まぁ、はく製うんぬん話には、少し顔を青くしてしまいましたけれどね?
きっと高位貴族ジョークだったのでしょう。あはは。
最初の訪問先ということもあり、少し緊張しましたが。特に何事もなく、ご挨拶は済み。
ぼくら一行は、笑顔でドッテルベンを後にしたのでございました。
そしてふたたび。町を出てから少しした後に、馬車が止まり。今度はエドガーがぼくの馬車に乗り込んできたのです。

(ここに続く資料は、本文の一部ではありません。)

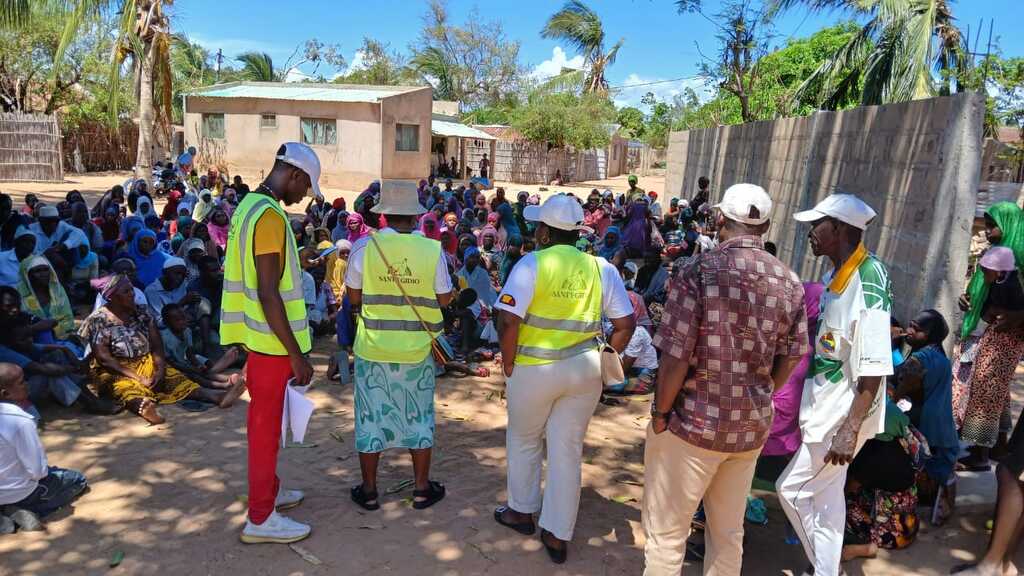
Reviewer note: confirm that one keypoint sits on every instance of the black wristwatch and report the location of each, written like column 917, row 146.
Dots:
column 655, row 414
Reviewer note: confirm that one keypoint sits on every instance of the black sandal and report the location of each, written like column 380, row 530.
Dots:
column 557, row 556
column 364, row 498
column 524, row 528
column 433, row 494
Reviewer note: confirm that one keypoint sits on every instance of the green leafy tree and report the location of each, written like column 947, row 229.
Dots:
column 566, row 119
column 580, row 27
column 892, row 57
column 473, row 64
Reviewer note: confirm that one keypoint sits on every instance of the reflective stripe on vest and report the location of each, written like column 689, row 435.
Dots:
column 242, row 317
column 389, row 329
column 564, row 316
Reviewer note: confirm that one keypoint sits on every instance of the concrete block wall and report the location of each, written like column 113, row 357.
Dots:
column 918, row 164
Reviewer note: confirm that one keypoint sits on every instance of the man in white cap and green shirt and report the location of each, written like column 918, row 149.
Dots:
column 399, row 281
column 263, row 310
column 551, row 310
column 843, row 404
column 733, row 329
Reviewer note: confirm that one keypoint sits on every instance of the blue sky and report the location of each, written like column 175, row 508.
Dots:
column 658, row 42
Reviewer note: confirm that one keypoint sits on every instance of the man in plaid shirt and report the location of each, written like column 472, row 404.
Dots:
column 733, row 328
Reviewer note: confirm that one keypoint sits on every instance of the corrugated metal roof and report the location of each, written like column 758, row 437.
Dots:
column 448, row 126
column 295, row 91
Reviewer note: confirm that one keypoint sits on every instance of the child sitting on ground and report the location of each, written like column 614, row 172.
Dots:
column 29, row 488
column 181, row 353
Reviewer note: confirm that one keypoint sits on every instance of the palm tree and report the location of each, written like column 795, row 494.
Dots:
column 893, row 57
column 579, row 26
column 258, row 67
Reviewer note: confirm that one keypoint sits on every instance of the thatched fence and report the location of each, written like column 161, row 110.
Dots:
column 30, row 148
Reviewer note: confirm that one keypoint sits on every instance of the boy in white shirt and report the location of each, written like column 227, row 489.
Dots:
column 26, row 480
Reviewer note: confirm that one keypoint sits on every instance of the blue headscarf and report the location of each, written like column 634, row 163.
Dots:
column 608, row 250
column 147, row 266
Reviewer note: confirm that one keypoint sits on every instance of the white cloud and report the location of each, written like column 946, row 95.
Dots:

「サリエル様、次のフラフワムの町まではぼくがご一緒させていただきます。宰相である父から、宿題という名の質問状を預かっていまして。では早速、第一問! ババン。フラフワムは穀倉地帯ですが。近年害虫の被害に悩まされています。サリエル様はどのような対処をいたしますか?」
急に始まった、クイズというか政治問題というか、そのようなことを聞かれ。
ぼくは困惑しつつも、短い首をひねる。
「うーーん。これは、まだ魔国では実施されていないものですが。ドクダミなどの匂いの強烈なものを煎じて畑にまくと、虫が寄らなくなり。かつ、作物にも影響が出ない。と南の国の書物に載っていました。試す価値はあるかと思いますが?」
「なるほど。では、第二問。デデン…」
そうして、ぼくは。宰相の質問を次々とクリアしていき。
クイズに夢中になっていたら、あっという間にフラフワム侯爵領についたのだった。
勉強とか、頭を動かしていると。時間がすごいスピードで過ぎていくような気がいたしますね?
「いやぁ、なかなかに有意義な時間でございました。時間が空いた折は、まだ質問は残っておりますから。それに答えていただけると幸いです」
エドガーはそう言うけど。いえ。しばらくはご遠慮願います。
だって、旅先で勉強するのは野暮だしぃ。フラフワムの景色もあまり見られなかったのです。せっかくの旅行なのに、もったいないでしょう?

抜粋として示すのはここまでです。